Die Ausstellung "Glanz der Kaiser von China" im Kölner Museum für Ostasiatische Kunst gewährt Einblick in Kunst und Leben in der Verbotenen Stadt. Feinstes Porzellan, Kultobjekte und Gemälde aus dem Palastmuseum bringen die Jahrtausende alte Tradition chinesischer Zivilisation näher.

Von Dörte Hinrichs | 18.10.2012
    Die Schätze werden sorgsam gehütet, bevor sie die Verbotene Stadt verlassen. Und das Ziel ihrer Reise wird genauso sorgsam ausgewählt. Denn das Palastmuseum in der Verbotenen Stadt, die zum Weltkulturerbe gehört, verleiht seine Exponate nur an Institutionen mit hoher wissenschaftlicher Kompetenz. Das Museum für Ostasiatische Kunst in Köln erfüllt dieses Kriterium. Und gleichzeitig ist die Ausstellung über den Glanz der Kaiser von China eine Art Krönung der 25-jährigen Städtepartnerschaft mit Peking:

    "Wir haben ja auch eine wichtige Mission in der Bundesrepublik, es gibt sonst ja ein Spezialmuseum dieser Art nicht mehr. Und es ist unser ganz großes Anliegen auch in der zeitgenössischen Diskussion von China etwas dazu beizutragen, dass die historische Bedingtheit auch besser verstanden wird. Ich denke, wir Deutschen sind uns dessen ja auch sehr bewusst. Die Gegenwart und auch die Zukunft wird immer auch mitgestaltet durch die Vergangenheit, von der wir kommen. Und wir haben in China eine ganz andere Tradition und ich glaube diese Ausstellung macht das sinnfällig."

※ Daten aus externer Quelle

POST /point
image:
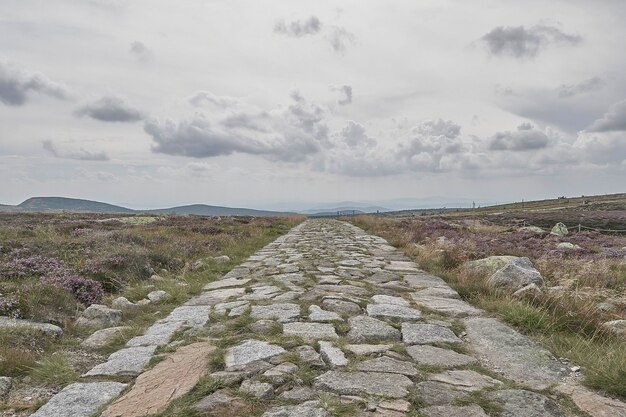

    Dr. Adele Schlombs, Direktorin des Kölner Museums für Ostasiatische Kunst, ist eine der Kuratorinnen dieser außergewöhnlichen Ausstellung. Zu sehen sind filigrane Vasen, Porzellangeschirr und andere Objekte aus den Palastwerkstätten, die eindrucksvoll belegen, dass bei Hofe die besten Künstler und Handwerker im Dienste des Kaisers tätig waren. Dabei sind die Gegenstände nicht beliebig ausgewählt, sondern folgen einem Prinzip:

    "Wir haben uns jetzt fokussiert genau auf das 17. und 18. Jahrhundert, das ist die letzte große Blütezeit. Die chinesische Qing-Dynastie, die von denn Mandschuren 1644 ausgerufen wurde – das waren eigentlich Reiternomaden, die eben sozusagen 180 prozentig die chinesische Kultur auch übernehmen wollten, um ihre Legitimation als Träger des Mandats des Himmels auch unter Beweis zu stellen. Und wir haben uns eben auf die Hofmalerei, die Akademiemalerei und die Kunstobjekte, die in den Palastwerkstätten gefertigt worden sind, spezialisiert."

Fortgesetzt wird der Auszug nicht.